1) Very few employers of H-1B and L-1 nonimmigrant workers will be touched by the bill which requires an extra $2,250 fee for some H-1B workers, and $2,000 for some L-1s. Only those employers with both 50 or more H-1B workers, AND with 50 percent or more of their staff with H-1B visas would be covered by the higher fees.

These employers, mostly firms based in India, often operating as bodyshops (i.e., employment agencies rather than real employers) were unhappy about the legislation as a Wall Street Journal article pointed out – but that is only a tiny bit of the story.

"Last year," according to a Washington Post story, "out of 121,000 H-1B visas issued by the U.S., Indian companies got only 12,000 visas."

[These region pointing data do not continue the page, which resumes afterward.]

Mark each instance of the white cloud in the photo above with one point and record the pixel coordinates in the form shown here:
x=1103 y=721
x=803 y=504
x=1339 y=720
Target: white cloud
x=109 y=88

In addition, the demand for these visas has dropped sharply as a result of the weakened economy. While usually at this time of the year the next fiscal year's quotas are more than filled, as of July 30 there were only 38,900 applications against the available 85,000 H-1B visa slots. (Of these, 65,000 are for all eligibles, and another 20,000 are set aside for those with master's degrees.)

So . . . not many employers will be paying the extra $2,250 fee, and over a six-year time span, the maximum for H-1s, that comes to less than $400 a year. (Employers like the program because it allows them, in fact, to pay less for imported workers than they would have to pay were they to face the American labor market.)

2) The other missing element of the story, as Professor Matloff explained:

The legislation is based on the premise that the main abusers of H-1B are the Indian bodyshops, and that the Intels and Microsofts use the program responsibly. This is absolutely false. But it has been the strategy of the lobbyists from Intel/Microsoft/et al. from the beginning, and this legislation is a VICTORY for them. It's not a coincidence that the author is Schumer.


He concluded: "I consider the bill to actually be a loss, not a gain, as it gives Congress [an image of being able to] 'declare victory and go home' on the H-1B issue, washing its hands of the whole thing."

All perfectly true. As one who has written recently about the need to get more federal money from the migration process, such as this report for CIS, I guess I was swept up by the idea that the Senate had actually voted to raise visa fees for at least some of these nonimmigrant workers.